Mme de Servan la reçut avec une froide politesse, et, de propos délibéré, lui laissa tout l’embarras de parler la première.

Si le cœur de Mme Gilbert battait bien fort, sa volonté était ferme et elle se fiait sur la droiture de ses intentions. Aussi, malgré le silence affecté de Mme de Servan, malgré ses grands airs et ses froncements de sourcils, elle dit ce qu’elle voulait dire, tout ce qu’elle voulait dire, et rien que ce qu’elle voulait dire.

« Si je vous comprends bien, dit Mme de Servan avec majesté, mon neveu a eu l’insigne honneur d’inspirer de la pitié à vous et à vos enfants ».

Elle eût mérité d’être fouettée rien que pour l’emphase hautaine avec laquelle elle prononça ces deux mots : « l’insigne honneur. »

« Je me serai mal expliquée, répondit Mme Gilbert avec douceur, j’aurais dû me faire mieux comprendre, et mieux marquer la différence qu’il y a entre la pitié qui peut être offensante, et la sympathie qui ne l’est jamais. »

Mme de Servan rapprocha brusquement son fauteuil de celui de Mme Gilbert.
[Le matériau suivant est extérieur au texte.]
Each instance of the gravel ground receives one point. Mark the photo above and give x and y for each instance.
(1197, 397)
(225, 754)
« Chère madame, dit-elle en prenant les mains de la jeune femme, pardonnez-moi de vous avoir soumise à une épreuve. Je suis vieille, surtout je suis défiante, parce que j’ai éprouvé beaucoup de mécomptes dans ma vie ; mais il est impossible de ne pas reconnaître que vous être de notre monde. »

Par parenthèse, c’est un fait singulier que tous ceux qui connaissaient Mme Gilbert trouvaient qu’elle était de leur monde, ce qui tendrait à prouver qu’elle était à sa place partout. Mme Gilbert rougit de plaisir, non parce que l’autre lui faisait un compliment, mais parce qu’elle sentit qu’on lui accordait la permission de s’occuper du petit malade.

Mme de Servan reprit : « Je ne suis pas sentimentale, ou du moins il y a longtemps que je ne le suis plus, mais il m’est impossible de n’être pas touchée des sentiments que vous venez de m’exprimer. Et pourtant je ne veux pas vous en remercier, devinez pourquoi.